# Germany: Hydrogen Alstom Coradia iLINT tests in revenue service



## beautifulplanet (Sep 22, 2016)

Some may be familiar with DMUs called Alstom Coradia LINT - with LINT standing for Leichter Innovativer Nahverkehrstriebwagen, meaning light innovative local transport rail vehicle.

Many might conclude that this kind of rolling stock offers an attractive design with extra large windows, quick acceleration, low operating costs because of its light weight - many regional lines not having heavy passenger loads that otherwise might not see any rail service at all, can have an attractive, fast, frequent (f.e. hourly) service due to this rolling stock.

Some might think it is unfortunate, that DMUs like these could not operate without an exemption in the US due to antiquated federal "safety" standards, requiring passenger rail vehicles to be as heavy as tanks and making passenger rail service prohibitive in many places, or unnecessarily expensive, slow and infrequent in other places.

So at least a few people might think it is great news that Alstom developed a hydrogen version of the LINT, to be tested in revenue service in Northern Germany. These vehicles - emitting no local pollutant emissions, being more silent - could make rail become a better neighbor to its neighbors living or working close to the tracks and stations, while lowering operating costs even more for rail operators.
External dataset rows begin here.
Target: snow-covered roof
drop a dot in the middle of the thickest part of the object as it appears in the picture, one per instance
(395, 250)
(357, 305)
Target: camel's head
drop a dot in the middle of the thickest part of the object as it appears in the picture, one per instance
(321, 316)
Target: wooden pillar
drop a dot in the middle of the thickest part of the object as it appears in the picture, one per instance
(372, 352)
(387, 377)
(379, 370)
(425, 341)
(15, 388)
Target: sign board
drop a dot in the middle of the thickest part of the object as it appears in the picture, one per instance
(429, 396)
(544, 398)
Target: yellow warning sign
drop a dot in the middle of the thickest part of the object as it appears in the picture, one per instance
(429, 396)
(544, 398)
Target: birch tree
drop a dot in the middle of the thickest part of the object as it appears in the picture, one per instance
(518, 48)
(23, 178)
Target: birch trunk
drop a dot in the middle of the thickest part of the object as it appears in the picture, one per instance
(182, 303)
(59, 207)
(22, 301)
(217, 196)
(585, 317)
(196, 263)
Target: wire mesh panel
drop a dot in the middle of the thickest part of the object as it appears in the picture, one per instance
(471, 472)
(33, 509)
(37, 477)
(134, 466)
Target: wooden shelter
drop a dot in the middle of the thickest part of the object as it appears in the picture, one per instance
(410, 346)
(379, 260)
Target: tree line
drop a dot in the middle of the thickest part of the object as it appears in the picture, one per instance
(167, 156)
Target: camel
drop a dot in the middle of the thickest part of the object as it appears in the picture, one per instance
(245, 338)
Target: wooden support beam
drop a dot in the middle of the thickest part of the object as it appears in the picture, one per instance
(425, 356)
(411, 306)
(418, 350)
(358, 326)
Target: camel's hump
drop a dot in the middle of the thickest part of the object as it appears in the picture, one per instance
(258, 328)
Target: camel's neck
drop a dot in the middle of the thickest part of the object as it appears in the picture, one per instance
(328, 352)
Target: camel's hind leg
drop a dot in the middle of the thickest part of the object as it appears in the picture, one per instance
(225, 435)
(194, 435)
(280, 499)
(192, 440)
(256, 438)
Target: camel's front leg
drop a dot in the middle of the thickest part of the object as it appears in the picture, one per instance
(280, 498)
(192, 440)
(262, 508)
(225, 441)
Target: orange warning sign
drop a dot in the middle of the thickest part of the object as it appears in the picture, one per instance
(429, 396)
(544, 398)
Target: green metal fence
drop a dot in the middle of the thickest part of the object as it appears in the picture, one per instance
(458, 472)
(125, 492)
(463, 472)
Hydrogen fuel cell train offers pollution-free rail trips
September 22, 2016
By Jon Fingas
https://www.engadget.com/2016/09/22/hydrogen-fuel-cell-train/




Picture of the iLINT, taken from the official Alstom website:





Source: http://www.alstom.com/press-centre/2016/9/alstom-unveils-its-zero-emission-train-coradia-ilint-at-innotrans/


----------



## norfolkwesternhenry (Sep 23, 2016)

I think the US should think about changing it's safety laws, which are a bit unnecessary, in my opinion. For how many collisions passenger trains have with other trains, especially with all the better signaling and dispatching, all it does is decrease rail efficiency, overall, it is nice knowing that your train can withstand a 100 MPH impact with another train, but there is a one in very many thousand chance of that happening.


----------



## jis (Sep 23, 2016)

norfolkwesternhenry said:


> I think the US should think about changing it's safety laws, which are a bit unnecessary, in my opinion. For how many collisions passenger trains have with other trains, especially with all the better signaling and dispatching, all it does is decrease rail efficiency, overall, it is nice knowing that your train can withstand a 100 MPH impact with another train, but there is a one in very many thousand chance of that happening.


Actually the safety regulations come in rather handy when a train collides with a cement mixer truck at a grade crossing. It would be foolhardy to suddenly fall back to UIC standards across the board without doing something about the grade crossings.


----------